Gonçalo Ribeiro Telles e Eduardo Lourenço são do melhor que Portugal teve, no último século. Ambos nos deixaram, recentemente, depois de, longas e profícuas, vidas. Ambos edificaram um património cultural, social e político que perdurará muito para lá das suas vidas terrenas. Ambos foram (cada um à sua maneira) construtores deste Portugal que somos. Pelos seus pensamentos, pelas suas produções, pelos que, com eles, aprenderam e, principalmente, pelos seus exemplos de vida. Portugal seria, certamente, diferente, se estes dois portugueses não tivessem existido. Para pior…

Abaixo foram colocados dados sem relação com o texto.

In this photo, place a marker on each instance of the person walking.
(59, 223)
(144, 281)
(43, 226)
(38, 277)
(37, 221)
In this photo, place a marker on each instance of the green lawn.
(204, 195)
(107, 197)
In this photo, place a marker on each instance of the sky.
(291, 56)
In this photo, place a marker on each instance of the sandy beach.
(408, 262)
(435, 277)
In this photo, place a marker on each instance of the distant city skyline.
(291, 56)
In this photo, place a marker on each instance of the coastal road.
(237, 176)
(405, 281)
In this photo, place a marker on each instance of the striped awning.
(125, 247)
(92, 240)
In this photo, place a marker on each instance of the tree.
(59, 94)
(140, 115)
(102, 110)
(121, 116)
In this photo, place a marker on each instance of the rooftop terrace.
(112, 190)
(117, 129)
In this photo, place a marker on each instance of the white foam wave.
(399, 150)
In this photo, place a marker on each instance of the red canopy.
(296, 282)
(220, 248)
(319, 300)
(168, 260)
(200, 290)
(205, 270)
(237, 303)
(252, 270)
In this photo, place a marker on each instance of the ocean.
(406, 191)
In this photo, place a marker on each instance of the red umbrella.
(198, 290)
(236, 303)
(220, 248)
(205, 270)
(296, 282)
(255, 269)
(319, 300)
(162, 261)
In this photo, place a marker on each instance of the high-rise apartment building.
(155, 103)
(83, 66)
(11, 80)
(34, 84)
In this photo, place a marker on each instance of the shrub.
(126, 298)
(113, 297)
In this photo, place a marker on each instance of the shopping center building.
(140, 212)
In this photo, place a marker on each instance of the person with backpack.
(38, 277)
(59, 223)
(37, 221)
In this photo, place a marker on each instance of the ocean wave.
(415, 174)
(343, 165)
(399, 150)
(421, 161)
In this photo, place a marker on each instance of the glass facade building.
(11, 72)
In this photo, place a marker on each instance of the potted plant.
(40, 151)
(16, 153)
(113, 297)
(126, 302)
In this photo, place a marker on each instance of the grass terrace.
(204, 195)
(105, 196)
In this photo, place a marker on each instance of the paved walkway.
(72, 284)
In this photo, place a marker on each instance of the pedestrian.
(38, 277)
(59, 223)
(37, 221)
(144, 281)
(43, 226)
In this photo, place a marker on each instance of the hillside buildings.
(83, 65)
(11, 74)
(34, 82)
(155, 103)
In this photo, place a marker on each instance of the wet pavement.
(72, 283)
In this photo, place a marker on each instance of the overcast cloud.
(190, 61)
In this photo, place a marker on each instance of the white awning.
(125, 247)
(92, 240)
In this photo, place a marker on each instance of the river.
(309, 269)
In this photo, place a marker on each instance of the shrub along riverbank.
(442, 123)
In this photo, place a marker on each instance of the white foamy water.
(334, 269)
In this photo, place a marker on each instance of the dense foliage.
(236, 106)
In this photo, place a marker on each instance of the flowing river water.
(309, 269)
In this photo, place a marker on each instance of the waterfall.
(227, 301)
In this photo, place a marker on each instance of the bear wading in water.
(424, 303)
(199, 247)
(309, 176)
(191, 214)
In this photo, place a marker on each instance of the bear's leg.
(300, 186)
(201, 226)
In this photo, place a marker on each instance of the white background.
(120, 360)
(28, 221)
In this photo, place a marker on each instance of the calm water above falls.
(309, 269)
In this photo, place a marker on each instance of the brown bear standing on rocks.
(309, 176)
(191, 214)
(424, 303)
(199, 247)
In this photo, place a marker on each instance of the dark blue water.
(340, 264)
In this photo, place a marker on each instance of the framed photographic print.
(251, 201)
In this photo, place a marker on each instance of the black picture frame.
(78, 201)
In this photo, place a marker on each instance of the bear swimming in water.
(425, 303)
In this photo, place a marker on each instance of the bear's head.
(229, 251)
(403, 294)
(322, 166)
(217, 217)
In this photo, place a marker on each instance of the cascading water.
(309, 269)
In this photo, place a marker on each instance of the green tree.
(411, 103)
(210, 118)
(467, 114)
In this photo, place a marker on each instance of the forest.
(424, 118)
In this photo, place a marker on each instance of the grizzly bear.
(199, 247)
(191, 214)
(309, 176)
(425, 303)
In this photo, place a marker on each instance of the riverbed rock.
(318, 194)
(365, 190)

Gonçalo Ribeiro Telles e Eduardo Lourenço representam uma geração de portugueses que teve a coragem de – nunca esquecendo o nosso passado, mas nele não ficando – olhar, livremente, para a frente e pensar Portugal, nessa complexa equação que é o futuro. Pensar o que somos e o que seremos. Não só o que podemos ser, mas, principalmente, o que queremos ser. Para onde queremos ir e de que forma queremos lá chegar. Porque sempre soubemos, pelo exemplo do nosso passado, que quando pensámos o que queríamos ser, fomos capazes de ser aquilo que pensámos. Foi assim que nascemos há quase nove séculos e foi assim que chegámos ao presente. Será assim que, daqui, sairemos para o futuro.
Homens e mulheres que se adiantam ao nosso futuro coletivo, pensando-o e, dessa forma, o ajudam a construir, à medida do seu pensamento, são o que Portugal necessita, atualmente.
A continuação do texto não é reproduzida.